Opinion

On the Dangers of Thinking

Three wise monkeys.

"Three wise monkeys" by Anderson Mancini is licensed under CC BY 2.0.

It started out innocently enough. I experimented a bit with thinking as a kid. Laying in bed late at night I thought intensely till I couldn’t take it anymore. Later, I was seduced by the ideas of an older thinker who had much more experience with thinking and introduced me to many new ways to think. Things got out of hand a bit in college when I was encouraged to think all the time.

After settling down, getting a good job, and moving in with my college sweetheart, I began to get my life better under control. I knew I couldn’t stay up all night thinking as I had to get up early, and it was quite clear my bosses didn’t appreciate thinkers.

Still, the siren song of thinking called out to me. I began to think before social gatherings, now and then—you know, just to loosen up. I convinced myself that it was just to blow off steam from the ordeal of working a tedious, banal job.

Inevitably, though, one thought led to another, and soon I was more than just a social thinker. My addiction seized me again and I became concerned about America’s global wars and the broad ranging effects of inequality on our democracy. I would ask others about these problems, but no one wanted to talk about it. This caused me to think about it more…

Soon, I began to think alone, “just to relax,” I told myself this, but I knew it wasn’t true. Thinking became more and more important to me, and finally I was thinking all the time. That was when things began to sour at home.

One evening, insisting that we turn off “The Masked Singer,” I asked my partner about the meaning of life. My partner looked up from the iPhone while typing a snarky comment about the show on social media and yelled at me for being confrontational. My partner spent that night at a friend’s house.

I began to think on the job. I knew that thinking and employment don’t mix, but I couldn’t stop myself. I began to avoid friends at lunchtime so I could read Karl Marx and Adam Smith in order to understand the origins of our capitalist system. I would return to the office asking, “What is it exactly we are doing here and how do we contribute to our community?” One day the boss called me in. He said, “Listen, I like you, and it hurts me to say this, but your thinking has become a real problem. If you don’t stop thinking on the job, you’ll have to find another job.” This gave me a lot to think about.

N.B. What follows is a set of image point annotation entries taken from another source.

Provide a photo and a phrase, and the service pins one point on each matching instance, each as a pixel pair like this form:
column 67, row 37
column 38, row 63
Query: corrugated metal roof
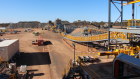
column 7, row 42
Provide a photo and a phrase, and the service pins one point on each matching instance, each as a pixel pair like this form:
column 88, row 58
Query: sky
column 44, row 10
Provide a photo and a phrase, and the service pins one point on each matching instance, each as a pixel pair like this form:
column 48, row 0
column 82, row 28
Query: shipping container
column 8, row 48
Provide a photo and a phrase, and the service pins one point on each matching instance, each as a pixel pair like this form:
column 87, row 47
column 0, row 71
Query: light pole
column 74, row 52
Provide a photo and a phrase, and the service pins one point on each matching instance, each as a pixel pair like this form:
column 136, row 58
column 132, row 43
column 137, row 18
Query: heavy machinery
column 38, row 42
column 133, row 24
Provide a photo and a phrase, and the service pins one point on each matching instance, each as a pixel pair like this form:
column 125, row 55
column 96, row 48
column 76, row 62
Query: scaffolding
column 122, row 3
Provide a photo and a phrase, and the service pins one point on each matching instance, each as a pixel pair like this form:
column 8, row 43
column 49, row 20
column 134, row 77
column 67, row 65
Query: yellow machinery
column 126, row 50
column 113, row 35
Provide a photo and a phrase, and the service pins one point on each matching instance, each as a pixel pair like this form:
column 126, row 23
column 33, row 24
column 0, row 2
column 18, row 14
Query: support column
column 121, row 14
column 133, row 13
column 109, row 22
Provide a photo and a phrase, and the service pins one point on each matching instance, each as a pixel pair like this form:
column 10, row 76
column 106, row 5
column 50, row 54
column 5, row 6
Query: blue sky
column 71, row 10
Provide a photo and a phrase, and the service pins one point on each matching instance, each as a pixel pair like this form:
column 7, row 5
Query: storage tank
column 8, row 48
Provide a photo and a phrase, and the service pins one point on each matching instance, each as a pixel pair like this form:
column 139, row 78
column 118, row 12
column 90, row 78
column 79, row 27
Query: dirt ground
column 44, row 62
column 50, row 61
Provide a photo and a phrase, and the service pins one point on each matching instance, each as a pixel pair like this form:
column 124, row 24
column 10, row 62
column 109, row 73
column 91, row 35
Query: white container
column 8, row 48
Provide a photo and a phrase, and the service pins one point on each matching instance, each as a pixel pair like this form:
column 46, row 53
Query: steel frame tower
column 121, row 2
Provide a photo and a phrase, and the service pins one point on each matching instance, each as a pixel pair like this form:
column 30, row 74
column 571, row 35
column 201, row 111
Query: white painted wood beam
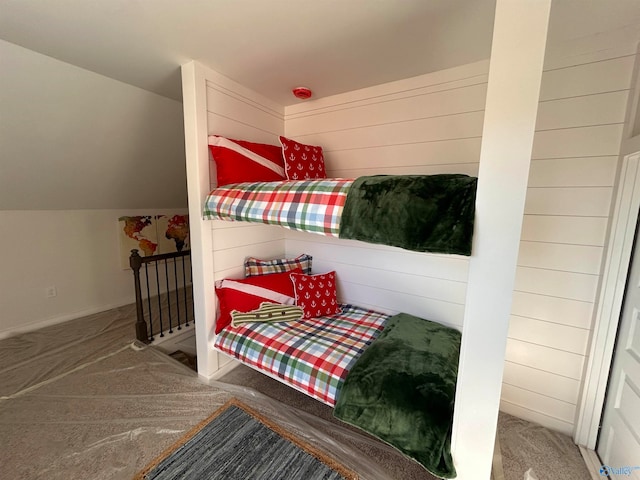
column 515, row 72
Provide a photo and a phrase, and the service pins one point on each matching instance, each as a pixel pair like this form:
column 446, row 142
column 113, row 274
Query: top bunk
column 287, row 186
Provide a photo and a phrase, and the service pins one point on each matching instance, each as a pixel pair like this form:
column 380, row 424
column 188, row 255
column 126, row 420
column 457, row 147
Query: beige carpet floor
column 77, row 401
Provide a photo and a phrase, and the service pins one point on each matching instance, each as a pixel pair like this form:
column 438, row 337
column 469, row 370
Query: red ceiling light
column 302, row 92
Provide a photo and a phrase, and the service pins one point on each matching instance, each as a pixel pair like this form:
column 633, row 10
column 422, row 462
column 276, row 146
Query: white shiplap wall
column 571, row 185
column 433, row 124
column 232, row 114
column 426, row 124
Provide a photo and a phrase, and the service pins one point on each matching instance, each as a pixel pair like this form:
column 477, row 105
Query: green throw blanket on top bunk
column 425, row 213
column 402, row 390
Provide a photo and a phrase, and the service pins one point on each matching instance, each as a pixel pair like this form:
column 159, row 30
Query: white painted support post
column 195, row 128
column 517, row 55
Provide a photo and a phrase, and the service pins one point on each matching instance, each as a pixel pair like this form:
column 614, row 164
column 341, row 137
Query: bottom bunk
column 391, row 376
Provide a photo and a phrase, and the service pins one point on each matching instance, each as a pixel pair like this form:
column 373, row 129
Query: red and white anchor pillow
column 246, row 294
column 240, row 161
column 316, row 294
column 302, row 162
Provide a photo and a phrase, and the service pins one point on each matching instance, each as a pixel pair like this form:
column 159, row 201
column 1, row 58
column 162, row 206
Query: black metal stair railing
column 168, row 299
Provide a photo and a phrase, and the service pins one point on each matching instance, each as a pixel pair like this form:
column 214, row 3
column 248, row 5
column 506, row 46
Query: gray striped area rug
column 238, row 443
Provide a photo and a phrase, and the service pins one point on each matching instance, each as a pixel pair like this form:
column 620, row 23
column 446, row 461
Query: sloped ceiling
column 75, row 140
column 271, row 46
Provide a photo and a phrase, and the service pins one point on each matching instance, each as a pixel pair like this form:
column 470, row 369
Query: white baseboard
column 592, row 461
column 29, row 327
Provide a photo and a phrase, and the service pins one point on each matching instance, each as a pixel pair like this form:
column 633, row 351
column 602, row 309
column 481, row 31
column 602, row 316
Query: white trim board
column 619, row 251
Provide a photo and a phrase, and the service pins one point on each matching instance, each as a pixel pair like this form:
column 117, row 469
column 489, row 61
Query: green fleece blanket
column 425, row 213
column 402, row 389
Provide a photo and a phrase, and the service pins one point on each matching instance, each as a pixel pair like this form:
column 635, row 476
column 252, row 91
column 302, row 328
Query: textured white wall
column 77, row 150
column 73, row 139
column 75, row 251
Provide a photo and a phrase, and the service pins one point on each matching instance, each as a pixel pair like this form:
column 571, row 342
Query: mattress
column 306, row 205
column 312, row 355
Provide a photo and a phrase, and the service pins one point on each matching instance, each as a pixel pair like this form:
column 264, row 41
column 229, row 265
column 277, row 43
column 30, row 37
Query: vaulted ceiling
column 271, row 46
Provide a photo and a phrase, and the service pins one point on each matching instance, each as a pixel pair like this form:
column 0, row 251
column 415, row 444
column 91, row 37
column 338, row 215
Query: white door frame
column 609, row 307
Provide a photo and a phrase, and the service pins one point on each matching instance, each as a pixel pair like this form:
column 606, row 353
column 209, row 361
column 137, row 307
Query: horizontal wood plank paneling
column 569, row 201
column 544, row 383
column 416, row 105
column 574, row 172
column 563, row 229
column 443, row 152
column 536, row 417
column 449, row 127
column 553, row 335
column 560, row 310
column 554, row 283
column 235, row 113
column 588, row 110
column 563, row 411
column 240, row 233
column 430, row 124
column 558, row 256
column 590, row 78
column 592, row 141
column 544, row 358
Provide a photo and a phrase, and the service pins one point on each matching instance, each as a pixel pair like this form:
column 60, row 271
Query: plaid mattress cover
column 307, row 205
column 314, row 355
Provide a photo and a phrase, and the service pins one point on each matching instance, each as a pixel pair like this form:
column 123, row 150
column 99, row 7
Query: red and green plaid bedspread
column 314, row 356
column 307, row 205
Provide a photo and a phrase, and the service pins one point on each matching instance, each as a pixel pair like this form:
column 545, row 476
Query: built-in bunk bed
column 240, row 257
column 392, row 375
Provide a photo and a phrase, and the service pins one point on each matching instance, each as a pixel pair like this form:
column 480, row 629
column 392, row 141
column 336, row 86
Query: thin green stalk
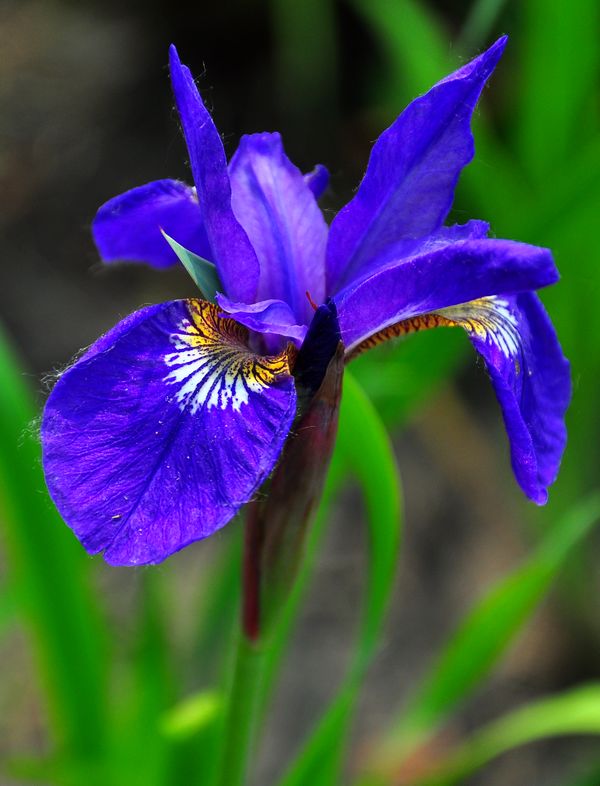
column 238, row 733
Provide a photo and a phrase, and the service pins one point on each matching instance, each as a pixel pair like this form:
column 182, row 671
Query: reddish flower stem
column 253, row 538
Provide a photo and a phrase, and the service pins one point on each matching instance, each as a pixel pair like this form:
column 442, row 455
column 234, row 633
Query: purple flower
column 169, row 423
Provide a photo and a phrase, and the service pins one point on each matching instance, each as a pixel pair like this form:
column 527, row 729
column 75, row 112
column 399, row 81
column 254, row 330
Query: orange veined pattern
column 488, row 318
column 212, row 365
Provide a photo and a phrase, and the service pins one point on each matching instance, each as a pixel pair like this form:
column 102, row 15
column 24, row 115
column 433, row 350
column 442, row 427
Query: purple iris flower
column 169, row 423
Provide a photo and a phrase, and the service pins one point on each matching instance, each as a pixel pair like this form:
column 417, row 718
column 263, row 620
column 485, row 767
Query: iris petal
column 278, row 210
column 531, row 379
column 267, row 316
column 231, row 250
column 448, row 274
column 163, row 430
column 127, row 227
column 409, row 184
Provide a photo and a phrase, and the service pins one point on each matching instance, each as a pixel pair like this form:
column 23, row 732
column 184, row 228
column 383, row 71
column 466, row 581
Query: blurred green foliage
column 536, row 177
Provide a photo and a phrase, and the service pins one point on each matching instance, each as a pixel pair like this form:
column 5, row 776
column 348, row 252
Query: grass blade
column 575, row 712
column 483, row 637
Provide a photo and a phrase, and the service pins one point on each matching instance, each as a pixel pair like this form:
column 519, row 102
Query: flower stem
column 245, row 691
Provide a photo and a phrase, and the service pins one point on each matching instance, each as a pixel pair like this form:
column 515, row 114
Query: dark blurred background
column 86, row 112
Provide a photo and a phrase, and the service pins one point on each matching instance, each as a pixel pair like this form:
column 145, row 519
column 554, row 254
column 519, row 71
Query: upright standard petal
column 162, row 430
column 267, row 317
column 409, row 184
column 531, row 379
column 279, row 212
column 127, row 228
column 231, row 250
column 444, row 276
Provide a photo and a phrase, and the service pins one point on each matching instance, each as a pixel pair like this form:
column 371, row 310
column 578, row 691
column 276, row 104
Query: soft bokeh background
column 85, row 113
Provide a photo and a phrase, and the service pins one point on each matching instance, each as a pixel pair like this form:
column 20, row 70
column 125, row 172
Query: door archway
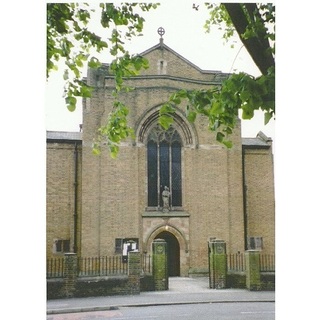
column 173, row 248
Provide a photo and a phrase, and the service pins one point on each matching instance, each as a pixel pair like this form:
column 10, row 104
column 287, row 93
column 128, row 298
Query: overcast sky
column 184, row 33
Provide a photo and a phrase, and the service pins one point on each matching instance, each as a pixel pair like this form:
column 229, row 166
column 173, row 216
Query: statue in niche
column 165, row 198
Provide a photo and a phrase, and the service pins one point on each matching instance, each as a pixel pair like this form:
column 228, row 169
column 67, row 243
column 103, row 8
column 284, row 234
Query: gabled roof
column 64, row 136
column 260, row 141
column 161, row 45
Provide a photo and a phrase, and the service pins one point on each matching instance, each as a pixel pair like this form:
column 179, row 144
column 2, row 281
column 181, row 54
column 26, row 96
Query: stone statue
column 165, row 198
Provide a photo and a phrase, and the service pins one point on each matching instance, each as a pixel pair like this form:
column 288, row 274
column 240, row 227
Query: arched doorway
column 173, row 248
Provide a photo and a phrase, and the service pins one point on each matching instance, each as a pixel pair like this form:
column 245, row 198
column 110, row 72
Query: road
column 199, row 311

Watching "The Masked Singer."
The Monster was revealed to be T-Pain.

I came home early after my conversation with the boss.

“Honey,” I confessed, “I’ve been thinking…”

“I know you’ve been thinking,” my partner said, “and I want a divorce!”

“But Honey, surely it’s not that serious.”

“It is serious,” my partner said, lower lip quivering. “You think as much as college professors, and college professors don’t make serious money, so if you keep on thinking, we won’t have any money!”

“That’s a faulty syllogism,” I said impatiently.

My partner exploded in tears of rage and frustration, but I was in no mood to deal with the emotional drama.

“I’m going to the library,” I snarled as I stomped out the door.

I headed for the library, in the mood for some Nietzsche.

I roared into the parking lot with Democracy Now playing and ran up to the big glass doors. They didn’t open. The library was closed.

To this day, I believe that a Higher Power was looking out for me that night.

Leaning on the unfeeling glass, whimpering for Zarathustra, a poster caught my eye. “Friend, is heavy thinking ruining your life?” it asked. You probably recognize that line. It comes from the standard Thinker’s Anonymous poster.

Which is why I am what I am today: a recovering thinker.

I never miss a TA meeting. We start off by telling each other everything is just fine and there is no need to question how our world is organized and run. Then we share experiences about how we avoided thinking since the last meeting. Luckily, my boss approved of my attempt at recovery, so I still have my job, and things are a lot better at home.

Life just seemed…easier, somehow, as soon as I stopped thinking.

I think the road to recovery is nearly complete for me.

My partner is ecstatic about my recovery. It feels good to be certain that nothing is going wrong with our society and that our capable leaders in Washington and Silicon Valley have our best interests at heart. All one has to do is to consider all the shiny new technological devices we have in our lives to know the world is just fine. Always remember: be happy, no matter what, and the world will be a brighter place!